Natural History and Maritime Exploration

Faculty Picks: Five Great Books Describing Developments in Natural History selected by Choice reviewer Joel Schwartz

Before the age of exploration, most people in Western, well-cultivated lands were not exposed to the variety and ferocity found in nature. Beginning in the seventeenth and eighteenth centuries, explorer-naturalists began to travel by sea to unexplored regions with increased frequency. They brought back considerable examples of the flora and fauna they observed as well as the illustrations they (or draftsmen they employed) drew of these life forms. This allowed naturalists to study living things from a new perspective, ultimately leading to the development of a coherent theory of organic evolution. The five books selected illustrate how travel by naturalists to distant lands helped drive developments in natural history.

Voyages of Discovery: Three Centuries of Natural History Exploration, by Tony Rice. Clarkson Potter, 1999.
This volume is a visual record of the some of the most significant natural history expeditions in the seventeenth and eighteenth centuries. Rice’s work contains superb illustrations showing the achievements of the explorers, naturalists, and artists who made these perilous journeys. The drawings, watercolors, and other artistic depictions of plant and animal life are from collections preserved in the Natural History Museum of London, the world’s largest collection of flora and fauna.

Diary of the Voyage of HMS Beagle, by Charles Darwin, ed. by Nora Barlow. Cambridge, 1933.
The Diary is part of the official account of Darwin’s voyage on HMS Beagle. It contains Darwin’s personal journal, early notebooks, and observations he recorded during his travels to South America (including the Galapagos Archipelago), Tahiti, and the Cocos (Keeling) Islands. These writings provide an accurate account of his state of mind during and directly after his voyage, a journey that profoundly changed his life. As a result of his adventures in these unique lands, he began to develop a better grasp of the geology of the regions he explored, the fossils he collected, as well as observe the rich and varied living creatures he discovered. When he returned to England, he began to think about the relationships among living things, and proposed a mechanism to account for their changes over vast periods of time.
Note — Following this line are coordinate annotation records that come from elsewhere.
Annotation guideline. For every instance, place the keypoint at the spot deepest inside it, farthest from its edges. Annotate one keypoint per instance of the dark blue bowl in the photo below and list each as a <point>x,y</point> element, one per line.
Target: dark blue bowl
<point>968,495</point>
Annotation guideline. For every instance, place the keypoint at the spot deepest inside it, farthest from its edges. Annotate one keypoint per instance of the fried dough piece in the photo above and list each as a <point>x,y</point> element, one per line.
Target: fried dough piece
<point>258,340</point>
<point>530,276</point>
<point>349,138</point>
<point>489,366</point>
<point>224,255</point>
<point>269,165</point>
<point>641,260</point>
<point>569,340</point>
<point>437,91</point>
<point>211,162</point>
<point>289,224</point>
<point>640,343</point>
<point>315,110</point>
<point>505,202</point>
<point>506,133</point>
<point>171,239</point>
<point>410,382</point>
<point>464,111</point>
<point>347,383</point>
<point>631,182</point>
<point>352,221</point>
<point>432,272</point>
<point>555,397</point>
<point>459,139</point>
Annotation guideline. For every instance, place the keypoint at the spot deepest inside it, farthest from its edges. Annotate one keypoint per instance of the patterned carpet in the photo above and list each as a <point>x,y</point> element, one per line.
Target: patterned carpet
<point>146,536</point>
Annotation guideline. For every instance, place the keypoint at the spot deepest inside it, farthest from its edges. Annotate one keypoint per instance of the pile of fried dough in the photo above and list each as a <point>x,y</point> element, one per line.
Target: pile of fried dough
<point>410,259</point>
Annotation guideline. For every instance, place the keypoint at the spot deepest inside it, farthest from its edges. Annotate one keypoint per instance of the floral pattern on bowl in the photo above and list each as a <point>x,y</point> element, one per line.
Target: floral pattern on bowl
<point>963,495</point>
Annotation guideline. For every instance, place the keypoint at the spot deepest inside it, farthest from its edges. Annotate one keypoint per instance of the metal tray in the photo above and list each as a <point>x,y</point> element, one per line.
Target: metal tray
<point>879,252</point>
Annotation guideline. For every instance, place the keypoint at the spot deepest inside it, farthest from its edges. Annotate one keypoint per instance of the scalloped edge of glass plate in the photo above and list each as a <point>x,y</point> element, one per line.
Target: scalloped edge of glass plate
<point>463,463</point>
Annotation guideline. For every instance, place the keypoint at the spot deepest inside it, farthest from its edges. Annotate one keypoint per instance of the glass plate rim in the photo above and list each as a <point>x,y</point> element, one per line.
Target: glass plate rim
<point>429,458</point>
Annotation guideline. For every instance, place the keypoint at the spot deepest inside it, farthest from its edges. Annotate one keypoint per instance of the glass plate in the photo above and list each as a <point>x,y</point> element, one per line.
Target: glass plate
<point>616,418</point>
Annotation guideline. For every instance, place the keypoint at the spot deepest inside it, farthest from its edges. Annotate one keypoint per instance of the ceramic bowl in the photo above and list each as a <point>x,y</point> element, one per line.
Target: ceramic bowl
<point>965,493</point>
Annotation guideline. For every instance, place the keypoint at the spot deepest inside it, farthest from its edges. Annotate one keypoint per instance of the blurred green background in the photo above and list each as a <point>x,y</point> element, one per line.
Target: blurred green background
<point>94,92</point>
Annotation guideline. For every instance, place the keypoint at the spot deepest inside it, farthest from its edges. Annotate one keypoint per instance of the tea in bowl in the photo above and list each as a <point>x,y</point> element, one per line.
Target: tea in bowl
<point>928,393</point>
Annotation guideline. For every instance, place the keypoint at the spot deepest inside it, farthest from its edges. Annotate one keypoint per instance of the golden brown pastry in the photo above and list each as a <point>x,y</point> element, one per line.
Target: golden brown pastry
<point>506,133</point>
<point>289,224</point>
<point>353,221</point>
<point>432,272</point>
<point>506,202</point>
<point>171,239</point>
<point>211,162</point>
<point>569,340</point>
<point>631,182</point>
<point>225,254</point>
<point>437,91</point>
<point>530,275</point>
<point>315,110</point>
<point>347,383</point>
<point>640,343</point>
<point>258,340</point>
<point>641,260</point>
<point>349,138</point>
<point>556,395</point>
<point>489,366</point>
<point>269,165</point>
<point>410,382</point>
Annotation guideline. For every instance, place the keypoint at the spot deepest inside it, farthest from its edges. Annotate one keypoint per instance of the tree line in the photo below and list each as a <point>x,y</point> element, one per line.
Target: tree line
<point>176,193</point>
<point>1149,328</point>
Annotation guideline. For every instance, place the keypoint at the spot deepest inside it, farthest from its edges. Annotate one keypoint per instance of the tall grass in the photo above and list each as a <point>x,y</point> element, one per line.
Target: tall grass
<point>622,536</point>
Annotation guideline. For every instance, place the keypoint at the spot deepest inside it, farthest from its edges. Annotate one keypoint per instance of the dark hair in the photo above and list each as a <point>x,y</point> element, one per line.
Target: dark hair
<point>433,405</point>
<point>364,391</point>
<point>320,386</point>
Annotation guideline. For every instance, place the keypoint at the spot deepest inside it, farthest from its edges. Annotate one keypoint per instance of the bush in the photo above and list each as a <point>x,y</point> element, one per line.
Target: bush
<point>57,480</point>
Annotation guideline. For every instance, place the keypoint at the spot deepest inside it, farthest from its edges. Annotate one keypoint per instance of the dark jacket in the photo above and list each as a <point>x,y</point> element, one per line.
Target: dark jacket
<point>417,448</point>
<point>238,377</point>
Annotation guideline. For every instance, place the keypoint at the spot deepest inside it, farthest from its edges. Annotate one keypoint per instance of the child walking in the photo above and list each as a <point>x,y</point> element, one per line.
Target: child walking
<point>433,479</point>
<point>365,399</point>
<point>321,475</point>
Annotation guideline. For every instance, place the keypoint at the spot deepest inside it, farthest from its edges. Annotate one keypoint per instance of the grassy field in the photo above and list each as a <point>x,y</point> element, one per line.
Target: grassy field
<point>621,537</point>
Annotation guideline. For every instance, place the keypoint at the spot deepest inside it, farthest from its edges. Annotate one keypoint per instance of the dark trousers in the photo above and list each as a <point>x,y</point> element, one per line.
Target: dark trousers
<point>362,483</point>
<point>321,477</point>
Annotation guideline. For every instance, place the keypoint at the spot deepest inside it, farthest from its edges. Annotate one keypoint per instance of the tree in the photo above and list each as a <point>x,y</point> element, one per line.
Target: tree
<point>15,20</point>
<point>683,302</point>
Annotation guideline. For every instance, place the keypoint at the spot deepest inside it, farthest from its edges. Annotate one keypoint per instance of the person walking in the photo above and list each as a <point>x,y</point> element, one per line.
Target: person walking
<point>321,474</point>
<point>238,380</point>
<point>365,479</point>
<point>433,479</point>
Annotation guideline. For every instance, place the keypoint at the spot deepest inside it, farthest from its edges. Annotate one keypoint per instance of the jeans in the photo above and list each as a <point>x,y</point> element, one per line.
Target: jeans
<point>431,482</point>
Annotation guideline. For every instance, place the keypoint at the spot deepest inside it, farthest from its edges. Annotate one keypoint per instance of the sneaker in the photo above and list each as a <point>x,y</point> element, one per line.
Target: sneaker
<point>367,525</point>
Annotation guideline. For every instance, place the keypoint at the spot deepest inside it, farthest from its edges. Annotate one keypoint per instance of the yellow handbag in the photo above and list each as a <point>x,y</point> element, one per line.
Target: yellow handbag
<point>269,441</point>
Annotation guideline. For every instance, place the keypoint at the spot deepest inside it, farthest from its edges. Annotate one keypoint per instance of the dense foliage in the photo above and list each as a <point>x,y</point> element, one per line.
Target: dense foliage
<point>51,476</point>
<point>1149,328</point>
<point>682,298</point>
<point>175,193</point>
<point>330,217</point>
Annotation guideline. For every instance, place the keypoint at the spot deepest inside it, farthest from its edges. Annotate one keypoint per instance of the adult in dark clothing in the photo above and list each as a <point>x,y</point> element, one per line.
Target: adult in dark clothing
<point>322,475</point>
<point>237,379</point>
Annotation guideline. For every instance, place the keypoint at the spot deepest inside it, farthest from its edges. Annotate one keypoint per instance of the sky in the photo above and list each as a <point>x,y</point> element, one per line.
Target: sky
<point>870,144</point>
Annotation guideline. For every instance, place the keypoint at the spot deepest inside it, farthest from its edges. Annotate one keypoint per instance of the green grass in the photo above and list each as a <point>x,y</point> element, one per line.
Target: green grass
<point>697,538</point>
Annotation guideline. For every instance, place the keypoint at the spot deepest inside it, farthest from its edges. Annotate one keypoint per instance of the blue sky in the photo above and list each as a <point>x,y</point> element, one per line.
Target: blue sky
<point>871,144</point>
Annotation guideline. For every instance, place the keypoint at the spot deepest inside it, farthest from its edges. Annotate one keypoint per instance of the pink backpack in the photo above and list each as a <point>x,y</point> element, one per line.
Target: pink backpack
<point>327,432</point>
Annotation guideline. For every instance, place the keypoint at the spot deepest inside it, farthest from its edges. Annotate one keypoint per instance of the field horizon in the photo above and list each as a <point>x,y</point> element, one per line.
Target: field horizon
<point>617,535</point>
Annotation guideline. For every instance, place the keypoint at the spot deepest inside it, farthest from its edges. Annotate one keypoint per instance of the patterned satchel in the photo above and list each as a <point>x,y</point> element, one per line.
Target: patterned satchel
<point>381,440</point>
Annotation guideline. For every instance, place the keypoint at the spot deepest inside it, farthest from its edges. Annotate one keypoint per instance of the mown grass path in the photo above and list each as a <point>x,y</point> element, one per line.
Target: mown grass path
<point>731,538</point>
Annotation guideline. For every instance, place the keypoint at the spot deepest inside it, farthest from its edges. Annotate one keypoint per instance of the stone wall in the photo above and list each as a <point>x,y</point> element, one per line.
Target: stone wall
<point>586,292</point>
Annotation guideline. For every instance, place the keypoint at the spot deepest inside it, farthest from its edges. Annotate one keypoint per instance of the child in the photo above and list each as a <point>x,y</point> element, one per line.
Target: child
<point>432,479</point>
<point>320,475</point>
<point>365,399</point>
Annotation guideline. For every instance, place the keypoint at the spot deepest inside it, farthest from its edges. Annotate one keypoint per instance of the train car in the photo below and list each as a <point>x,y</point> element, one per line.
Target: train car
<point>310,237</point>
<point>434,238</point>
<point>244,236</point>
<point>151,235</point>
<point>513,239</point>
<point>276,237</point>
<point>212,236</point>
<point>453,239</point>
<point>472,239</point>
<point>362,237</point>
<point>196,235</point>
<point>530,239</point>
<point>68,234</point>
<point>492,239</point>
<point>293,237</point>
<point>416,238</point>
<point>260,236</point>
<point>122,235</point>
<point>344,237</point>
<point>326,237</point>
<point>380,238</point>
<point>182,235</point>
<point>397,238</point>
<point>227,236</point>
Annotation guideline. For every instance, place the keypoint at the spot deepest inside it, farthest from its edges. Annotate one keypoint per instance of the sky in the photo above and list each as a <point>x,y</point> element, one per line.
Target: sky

The Malay Archipelago: the Land of the Orang-Utan and the Bird of Paradise; a Narrative of travel, with Studies of Man and Nature, by Alfred Russel Wallace. Dover, 1962 (originally published in 1869).
Wallace provides a vivid account of his research in the East Indies but does not include his earlier ill-fated expedition to South America, when a fire on his return voyage destroyed years of research. Wallace’s travels in Malaysia assisted him in independently proposing an evolutionary scheme similar to the mechanism in Darwin’s theory of evolution, natural selection. His work in Malaysia further spurred him into explaining how animal life is geographically distributed, founding the discipline of zoogeography.

The Naturalist on the River Amazons: A Record of Adventures, Habits of Animals, Sketches of Brazilian and Indian Life, and Aspects of Nature under the Equator, During Eleven Years of Travel, by Henry Walter Bates. Murray, 1892 (originally published in 1863).
This text is one of the most appealing works in nineteenth century natural history. The book is filled with beautiful illustrations of insects and other organisms that Bates encountered during the eight years he studied in Brazil. Bates was originally Wallace’s traveling companion in South America, remaining in the interior there long after Wallace returned to England. Bates was a pioneer in entomology and made significant contributions to the subject of mimicry in animals.

Diary of the Voyage of HMS Rattlesnake, by Thomas Henry Huxley, ed. by Julian Huxley. Doubleday, Doran & Company, 1936.

This is a posthumously published journal of Huxley’s voyage on HMS Rattlesnake, which journeyed to Australia and New Guinea. Huxley dredged up a variety of marine animals with a net he devised in order to get a closer look at them. The book contains the drawings he made on his own of the organisms he captured off the side of the ship. Huxley’s observations in natural history led him to produce many papers in invertebrate zoology; he is responsible for establishing a fresh scheme of classification of these primitive forms of marine life. His experience prepared him to be a strong supporter of evolution, although he was not an original thinker in this area.